目の前には、最後の目的地、『創造の玉座』が、絶対的な存在感を放ち、静かに浮かんでいる。小高い丘ほどの巨大な水晶の結晶体。その表面には、世界の理を記述した蒼白い光の線が、まるで生命の血液のように絶えず巡っている。玉座全体から響く、耳鳴りのような低いハミング。その中心では、神の権能そのものである『アドミニストレーター権限』が、星のように穏やかな光を放ち、脈動していた。その光は、この世界のすべてのデータと、すべての生命の根源を内包しているように見えた。
長い、長い旅の終着点。
このあまりにも過酷で、終わりが見えないかと思われたプロジェクトの、最後のタスク。
俺は一度だけ、背後の仲間たちへと視線を向けた。
ゴードンが、その巨大な盾を構え、俺の背後を城壁のように固めている。
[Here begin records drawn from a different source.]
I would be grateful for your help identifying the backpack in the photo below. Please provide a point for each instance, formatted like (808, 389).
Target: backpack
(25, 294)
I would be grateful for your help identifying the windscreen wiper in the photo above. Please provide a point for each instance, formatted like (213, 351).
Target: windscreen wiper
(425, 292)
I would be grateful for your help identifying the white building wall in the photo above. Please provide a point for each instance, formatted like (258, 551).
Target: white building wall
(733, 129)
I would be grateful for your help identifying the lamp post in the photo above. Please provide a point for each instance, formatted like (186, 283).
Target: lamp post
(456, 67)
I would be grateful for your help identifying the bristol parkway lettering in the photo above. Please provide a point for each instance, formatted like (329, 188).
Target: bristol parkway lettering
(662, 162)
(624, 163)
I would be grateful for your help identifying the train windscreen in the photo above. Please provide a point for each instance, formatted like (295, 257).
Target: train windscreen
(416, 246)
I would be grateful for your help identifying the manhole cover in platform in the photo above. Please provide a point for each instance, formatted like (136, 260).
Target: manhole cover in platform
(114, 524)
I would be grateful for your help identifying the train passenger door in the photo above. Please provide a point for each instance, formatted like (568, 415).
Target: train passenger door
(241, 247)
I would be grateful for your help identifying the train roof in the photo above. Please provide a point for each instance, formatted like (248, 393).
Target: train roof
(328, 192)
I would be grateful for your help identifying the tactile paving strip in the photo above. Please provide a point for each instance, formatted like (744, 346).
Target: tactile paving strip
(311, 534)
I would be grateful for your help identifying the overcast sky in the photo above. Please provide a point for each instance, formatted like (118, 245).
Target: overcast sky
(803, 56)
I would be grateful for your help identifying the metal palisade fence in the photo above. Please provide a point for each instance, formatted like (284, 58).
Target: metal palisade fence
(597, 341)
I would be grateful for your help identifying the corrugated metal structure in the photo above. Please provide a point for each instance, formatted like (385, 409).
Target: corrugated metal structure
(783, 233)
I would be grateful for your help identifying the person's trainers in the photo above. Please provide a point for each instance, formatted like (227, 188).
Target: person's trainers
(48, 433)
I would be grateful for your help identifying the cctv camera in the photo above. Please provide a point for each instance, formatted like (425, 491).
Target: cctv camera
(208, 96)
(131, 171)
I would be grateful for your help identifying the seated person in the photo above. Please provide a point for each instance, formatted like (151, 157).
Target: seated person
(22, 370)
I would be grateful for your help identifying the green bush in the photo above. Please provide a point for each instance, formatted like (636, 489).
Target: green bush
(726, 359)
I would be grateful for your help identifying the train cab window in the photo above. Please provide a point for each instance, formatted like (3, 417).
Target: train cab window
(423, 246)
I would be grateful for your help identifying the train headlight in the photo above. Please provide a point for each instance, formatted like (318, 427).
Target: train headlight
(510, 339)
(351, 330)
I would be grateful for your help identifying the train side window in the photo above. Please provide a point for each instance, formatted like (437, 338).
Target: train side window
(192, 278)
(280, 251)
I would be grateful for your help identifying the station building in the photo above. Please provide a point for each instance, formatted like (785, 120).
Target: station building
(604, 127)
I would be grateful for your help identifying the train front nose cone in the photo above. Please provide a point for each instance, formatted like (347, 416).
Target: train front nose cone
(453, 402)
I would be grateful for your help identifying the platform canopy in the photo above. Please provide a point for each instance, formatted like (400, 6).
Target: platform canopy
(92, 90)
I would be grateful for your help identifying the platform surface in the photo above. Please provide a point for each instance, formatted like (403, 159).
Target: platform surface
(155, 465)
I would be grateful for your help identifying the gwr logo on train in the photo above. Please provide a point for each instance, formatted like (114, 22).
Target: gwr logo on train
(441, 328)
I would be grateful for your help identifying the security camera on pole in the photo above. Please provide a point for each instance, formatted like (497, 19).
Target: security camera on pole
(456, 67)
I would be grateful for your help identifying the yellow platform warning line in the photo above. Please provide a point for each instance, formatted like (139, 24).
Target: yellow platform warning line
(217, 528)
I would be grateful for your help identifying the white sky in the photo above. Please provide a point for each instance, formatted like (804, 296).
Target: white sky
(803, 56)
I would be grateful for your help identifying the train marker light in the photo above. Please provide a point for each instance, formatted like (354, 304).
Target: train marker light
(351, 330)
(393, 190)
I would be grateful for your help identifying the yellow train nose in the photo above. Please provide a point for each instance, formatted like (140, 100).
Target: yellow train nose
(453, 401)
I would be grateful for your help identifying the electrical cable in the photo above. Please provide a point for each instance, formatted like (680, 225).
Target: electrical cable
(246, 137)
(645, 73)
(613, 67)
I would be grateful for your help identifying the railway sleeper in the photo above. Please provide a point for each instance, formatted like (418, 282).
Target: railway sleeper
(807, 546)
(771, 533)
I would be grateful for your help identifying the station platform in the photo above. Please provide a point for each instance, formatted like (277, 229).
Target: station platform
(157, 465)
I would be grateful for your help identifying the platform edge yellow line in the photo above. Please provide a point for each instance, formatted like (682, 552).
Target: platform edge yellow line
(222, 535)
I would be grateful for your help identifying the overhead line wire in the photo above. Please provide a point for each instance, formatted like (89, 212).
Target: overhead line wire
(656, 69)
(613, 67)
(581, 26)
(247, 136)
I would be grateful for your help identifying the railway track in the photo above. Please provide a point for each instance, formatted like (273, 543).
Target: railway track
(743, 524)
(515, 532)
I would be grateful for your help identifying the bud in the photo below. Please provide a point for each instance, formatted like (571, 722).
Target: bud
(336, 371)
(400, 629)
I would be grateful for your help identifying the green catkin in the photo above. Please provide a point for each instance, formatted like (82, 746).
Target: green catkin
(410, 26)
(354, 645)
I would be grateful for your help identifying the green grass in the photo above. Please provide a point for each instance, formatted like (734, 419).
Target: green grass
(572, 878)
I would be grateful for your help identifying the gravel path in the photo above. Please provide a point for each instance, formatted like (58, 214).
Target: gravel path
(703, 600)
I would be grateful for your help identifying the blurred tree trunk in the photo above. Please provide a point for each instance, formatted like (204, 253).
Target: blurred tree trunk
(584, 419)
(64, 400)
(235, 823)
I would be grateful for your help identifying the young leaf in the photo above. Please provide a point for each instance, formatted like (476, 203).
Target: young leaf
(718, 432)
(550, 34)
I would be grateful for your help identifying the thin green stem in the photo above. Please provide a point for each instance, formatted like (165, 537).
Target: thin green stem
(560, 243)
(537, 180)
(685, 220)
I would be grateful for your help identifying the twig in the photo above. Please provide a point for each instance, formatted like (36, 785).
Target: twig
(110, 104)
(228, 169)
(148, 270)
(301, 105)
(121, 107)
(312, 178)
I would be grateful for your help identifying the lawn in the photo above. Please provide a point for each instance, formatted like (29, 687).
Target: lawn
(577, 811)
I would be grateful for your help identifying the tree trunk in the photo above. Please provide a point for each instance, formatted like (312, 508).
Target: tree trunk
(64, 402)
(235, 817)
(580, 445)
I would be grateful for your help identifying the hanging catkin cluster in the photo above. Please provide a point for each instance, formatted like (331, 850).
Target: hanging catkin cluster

最高技術責任者(CTO)として、チームの頭脳である俺を守り抜くという彼の覚悟が、まるで鉄壁の要塞のように背中を支えてくれた。
ルリエルは、杖を固く握りしめている。翡翠の瞳は、玉座から放たれる高次元な魔力の奔流を、その魂に焼き付けるように見つめていた。解析不能な情報が渦巻く光景に、天才エンジニアである彼女がどれほどの重圧を感じているか、手に取るように分かった。
シーナは、影の中で気配を完全に消し去っている。まるで最初からそこに誰もいなかったかのようだ。最高警備責任者(CSO)として、彼女の全神経は、この完璧すぎる静寂の中に潜む、万が一の「異常」を感知するために、極限まで研ぎ澄まされていた。彼女が動かない限り、この場は安全なのだと、俺は直感的に理解した。
仲間たちの、揺るぎない覚悟。
そのすべてを背中に感じながら、静かに、そして力強く頷き返した。
言葉は、もう必要ない。俺たちの絆は、言語という不確かなツールを必要としなかった。
俺は代表して、その一歩を踏み出した。創造の玉座へと続く、最後の光の道へ。
一歩、また一歩と、世界の心臓部へと近づいていく。足元から伝わる光の感触が、俺の意識を研ぎ澄ませていく。
ドクン、ドクン、と。玉座の脈動が、俺の心臓の鼓動と、完全に同調していく。まるで、この世界と俺という存在が、一つの生命体として融合していくかのような、荘厳で、どこか冒涜的な感覚。それは、俺がこの旅路の果てに求めていた、究極の一体感だった。
やがて、玉座の目前へとたどり着いた。手を伸ばせば触れることができる距離。中心で輝く、管理者権限の光は、俺を祝福しているようにも、拒絶しているようにも見えた。
あれに触れれば、すべてが終わる。そして、すべてが、俺たちの望むように始まる。
俺はゆっくりと、右手を掲げた。
前世で、ひたすらキーボードを叩き続け、過労死の果てに力なく床に落ちた、あの手。
この世界に来て、仲間たちと出会い、数えきれないほどの危機を乗り越え、世界の運命そのものを掴み取ろうとしている、この手。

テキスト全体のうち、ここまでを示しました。